Gurusinghe was elected honorary secretary of the Society of British Neurological Surgeons (SBNS) in 2000 and served until 2005. He was elected to its Council in 2006 and has continued to serve on its Executive Council. He has served on the Council in elected and ex officio capacities for more than 20 years and has also been a member of the society's Academic Committee. In 2011, he became the SBNS coordinator for the National Institute for Health and Care Excellence (NICE), advising on neurosurgical guidelines and interventional procedures.

In November 2009, Gurusinghe travelled to Afghanistan at the request of the United Kingdom's Ministry of Defence to review and report on the neurosurgical services available to NATO forces. The visit involved military transport, preparatory training and the use of full body armour.

===Sydney Driscoll Neuroscience Foundation===

Gurusinghe is the founder of the Sydney Driscoll Neuroscience Foundation, a registered charity established in 1989 to support neuroscience education and research at Preston. He served as chairman from 1989 to 2006 and has continued as a trustee.

Since 2018, Gurusinghe has chaired the Oversight Group governing the brain-cancer research collaboration between the foundation and the University of Lancashire.

==Research==

Gurusinghe's research has focused primarily on clinical neurosurgery, with particular emphasis on neurovascular disorders, spinal tumours, intracranial aneurysms, cavernous malformations, and meningiomas.

His work has included studies on aneurysmal subarachnoid haemorrhage, including radiological grading and the prediction of cerebral vasospasm, as well as the development of regional neurovascular services in the North West of England. He has published on intracranial and spinal tumours, including long-term follow-up studies of benign tumours and investigations into meningioma growth and recurrence.

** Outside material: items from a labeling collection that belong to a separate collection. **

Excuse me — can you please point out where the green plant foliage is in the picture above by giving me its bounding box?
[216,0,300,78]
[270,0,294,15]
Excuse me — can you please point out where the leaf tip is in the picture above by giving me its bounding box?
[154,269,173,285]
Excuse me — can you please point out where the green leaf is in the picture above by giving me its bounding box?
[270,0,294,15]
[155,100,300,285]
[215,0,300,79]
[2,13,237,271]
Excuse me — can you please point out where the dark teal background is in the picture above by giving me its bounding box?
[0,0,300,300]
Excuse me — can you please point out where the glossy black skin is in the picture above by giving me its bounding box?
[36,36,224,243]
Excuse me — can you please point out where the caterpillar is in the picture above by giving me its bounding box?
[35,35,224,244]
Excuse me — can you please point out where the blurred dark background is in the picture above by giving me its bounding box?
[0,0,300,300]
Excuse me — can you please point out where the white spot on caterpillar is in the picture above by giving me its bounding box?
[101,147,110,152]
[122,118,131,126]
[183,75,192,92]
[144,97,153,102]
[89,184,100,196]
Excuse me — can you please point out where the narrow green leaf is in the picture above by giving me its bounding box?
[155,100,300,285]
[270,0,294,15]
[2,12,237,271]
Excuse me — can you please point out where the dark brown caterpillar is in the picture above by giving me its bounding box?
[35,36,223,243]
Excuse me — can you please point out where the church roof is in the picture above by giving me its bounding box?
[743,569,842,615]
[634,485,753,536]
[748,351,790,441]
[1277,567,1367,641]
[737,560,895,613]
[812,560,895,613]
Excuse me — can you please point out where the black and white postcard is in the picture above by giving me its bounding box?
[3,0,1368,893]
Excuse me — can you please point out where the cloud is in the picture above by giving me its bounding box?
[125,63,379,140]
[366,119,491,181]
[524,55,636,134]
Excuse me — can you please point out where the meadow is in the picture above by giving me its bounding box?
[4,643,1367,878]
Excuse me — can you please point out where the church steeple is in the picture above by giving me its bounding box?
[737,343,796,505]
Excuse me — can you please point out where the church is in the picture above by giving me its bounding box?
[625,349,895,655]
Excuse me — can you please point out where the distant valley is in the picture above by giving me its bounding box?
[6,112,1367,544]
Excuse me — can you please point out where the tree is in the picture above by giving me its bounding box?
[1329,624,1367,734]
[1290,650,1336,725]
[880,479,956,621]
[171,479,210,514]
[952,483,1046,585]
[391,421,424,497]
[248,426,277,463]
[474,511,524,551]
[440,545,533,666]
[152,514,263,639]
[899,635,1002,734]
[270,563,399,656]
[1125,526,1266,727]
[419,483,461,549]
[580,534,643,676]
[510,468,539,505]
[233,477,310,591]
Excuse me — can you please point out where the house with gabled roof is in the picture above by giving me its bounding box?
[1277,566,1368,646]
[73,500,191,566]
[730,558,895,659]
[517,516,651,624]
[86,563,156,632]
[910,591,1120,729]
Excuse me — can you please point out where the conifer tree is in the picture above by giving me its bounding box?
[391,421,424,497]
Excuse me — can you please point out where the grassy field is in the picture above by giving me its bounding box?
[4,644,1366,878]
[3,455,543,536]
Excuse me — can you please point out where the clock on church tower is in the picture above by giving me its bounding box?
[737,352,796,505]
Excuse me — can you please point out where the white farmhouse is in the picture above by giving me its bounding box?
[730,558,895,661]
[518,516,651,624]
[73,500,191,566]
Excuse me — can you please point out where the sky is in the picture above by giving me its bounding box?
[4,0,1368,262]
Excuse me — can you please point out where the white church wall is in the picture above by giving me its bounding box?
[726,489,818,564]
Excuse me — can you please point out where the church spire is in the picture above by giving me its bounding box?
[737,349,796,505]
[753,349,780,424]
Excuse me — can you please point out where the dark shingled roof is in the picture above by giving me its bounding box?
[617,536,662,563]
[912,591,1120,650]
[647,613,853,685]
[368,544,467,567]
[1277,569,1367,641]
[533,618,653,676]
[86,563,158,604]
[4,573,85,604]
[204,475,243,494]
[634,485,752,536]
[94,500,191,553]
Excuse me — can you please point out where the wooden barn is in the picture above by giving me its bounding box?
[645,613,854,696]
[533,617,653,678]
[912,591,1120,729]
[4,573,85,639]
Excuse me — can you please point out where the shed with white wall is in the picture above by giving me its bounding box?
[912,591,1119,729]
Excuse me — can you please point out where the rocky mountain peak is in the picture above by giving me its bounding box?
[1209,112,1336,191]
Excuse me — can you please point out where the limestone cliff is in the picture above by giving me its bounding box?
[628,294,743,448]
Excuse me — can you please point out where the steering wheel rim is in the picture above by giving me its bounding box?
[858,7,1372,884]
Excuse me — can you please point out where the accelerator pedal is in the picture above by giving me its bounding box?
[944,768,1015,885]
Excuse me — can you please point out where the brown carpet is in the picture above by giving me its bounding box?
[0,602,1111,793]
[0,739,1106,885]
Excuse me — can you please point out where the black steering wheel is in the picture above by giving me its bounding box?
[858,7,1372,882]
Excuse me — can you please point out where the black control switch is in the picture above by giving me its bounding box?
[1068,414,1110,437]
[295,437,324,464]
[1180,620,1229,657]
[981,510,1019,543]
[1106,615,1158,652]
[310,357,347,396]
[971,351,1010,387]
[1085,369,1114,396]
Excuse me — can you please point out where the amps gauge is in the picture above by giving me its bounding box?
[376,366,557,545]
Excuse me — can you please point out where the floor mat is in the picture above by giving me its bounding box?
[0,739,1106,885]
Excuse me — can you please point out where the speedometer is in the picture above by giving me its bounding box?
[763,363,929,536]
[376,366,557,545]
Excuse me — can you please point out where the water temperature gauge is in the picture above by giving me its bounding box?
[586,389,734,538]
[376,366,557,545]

Gurusinghe has contributed to research on cavernous malformations and vascular anomalies, including case series and systematic reviews. He has also co-authored work on small unruptured intracranial aneurysms, including meta-analyses examining radiological surveillance strategies.

In collaboration with researchers at the University of Central Lancashire, he has participated in translational research projects investigating spectroscopic and computational methods for the characterisation and grading of meningioma tumours, including the use of Raman microspectroscopy and attenuated total reflectance Fourier-transform infrared spectroscopy (ATR-FTIR).

He has served as a local principal investigator for national multicentre clinical trials, including the Trial of Dexamethasone for Chronic Subdural Haematoma, the results of which were published in the New England Journal of Medicine in 2020, and the CARE Cavernoma Trial UK.

==Honours==

Gurusinghe is a member of the British Medical Association, the Neurosurgical Association of Sri Lanka and the Society of British Neurological Surgeons. He is also a Fellow of the Royal College of Surgeons of Edinburgh. In 2023, he was appointed Member of the Order of the British Empire (MBE) in the King's New Year Honours.

In September 2024, Gurusinghe received the Society of British Neurological Surgeons Medal at the society's meeting in Birmingham in recognition of his contributions to the SBNS and neurosurgery.

In February 2025, Gurusinghe received a Lifetime Achievement Award from the Neurosurgeons Association of Sri Lanka in recognition of his contribution to the support and development of neurosurgery in Sri Lanka.